La méditation sans mots
On ne peut jamais entreprendre une méditation ; elle doit se produire sans qu'on la recherche. Si vous la recherchez ou si vous demandez comment méditer, la méthode non seulement vous conditionnera, mais elle renforcera votre conditionnement présent. La méditation, en réalité, est le déni de toute la structure de la pensée. La pensée est structurale, raisonnable ou déraisonnable, objective ou malsaine, et lorsqu'elle essaye de méditer par raison ou à partir d'un état contradictoire et névrosé, elle projette inévitablement ce qu'elle est, et prend sa structure pour une grave réalité. C'est comme le croyant qui médite sur sa propre croyance : il renforce et sanctifie ce qu'il a créé lui-même, poussé par sa peur. Le mot est l'image ou le tableau, objet d'une idolâtrie qui devient la pensée essentielle.
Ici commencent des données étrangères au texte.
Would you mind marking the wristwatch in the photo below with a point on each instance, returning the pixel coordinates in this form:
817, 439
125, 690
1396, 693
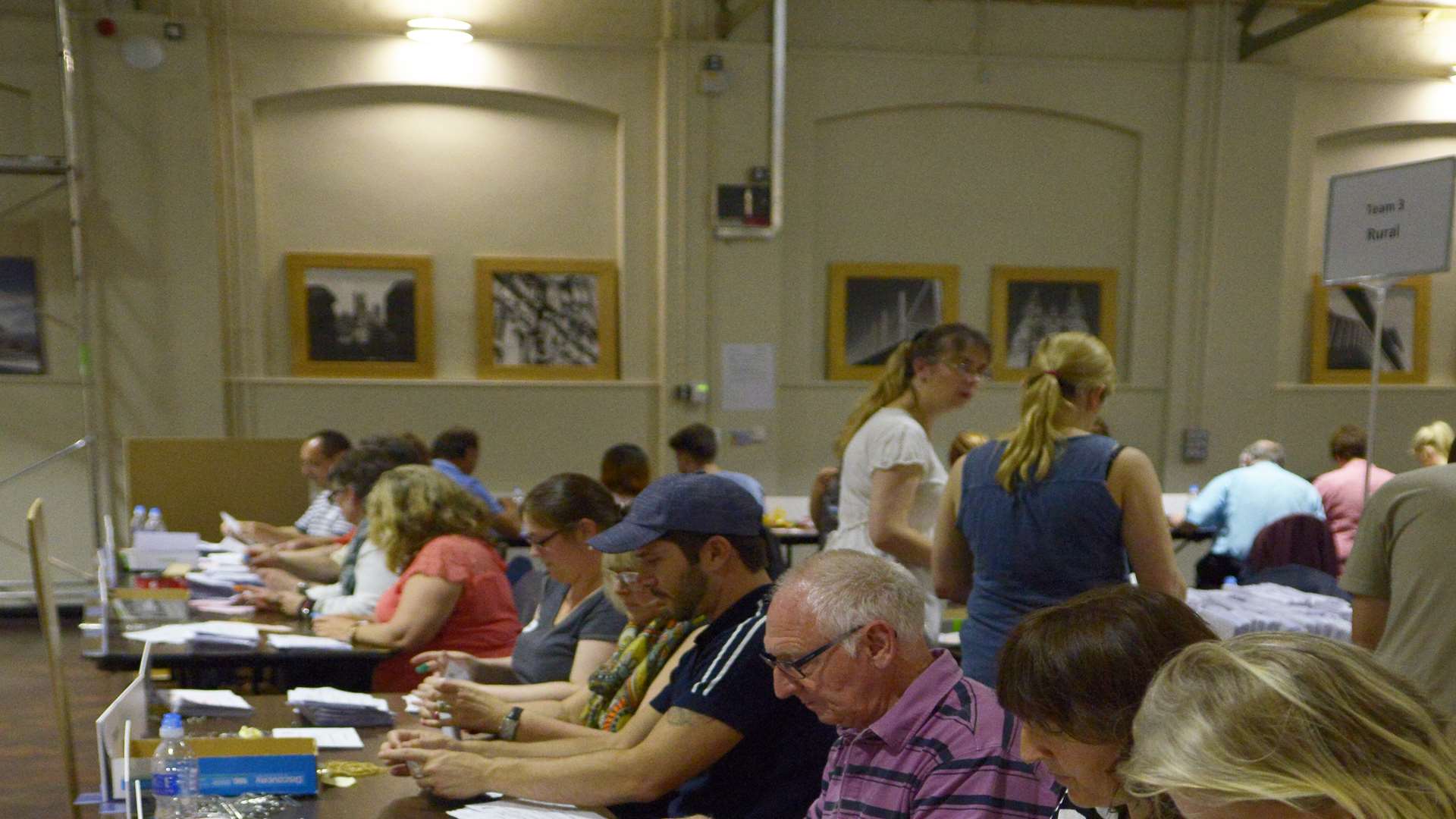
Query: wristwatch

Le bruit construit sa propre cage sonore. Il en résulte que le bruit de la pensée provient de la cage, et c'est ce mot et sa sonorité qui séparent l'observateur et l'observé. Le mot n'est pas seulement un élément du langage, il n'est pas un simple son, c'est aussi un symbole, le rappel de tout souvenir susceptible de déclencher le mouvement de la mémoire, de la pensée. La méditation est l'absence totale de ce mot. La racine de la peur est le mécanisme du mot.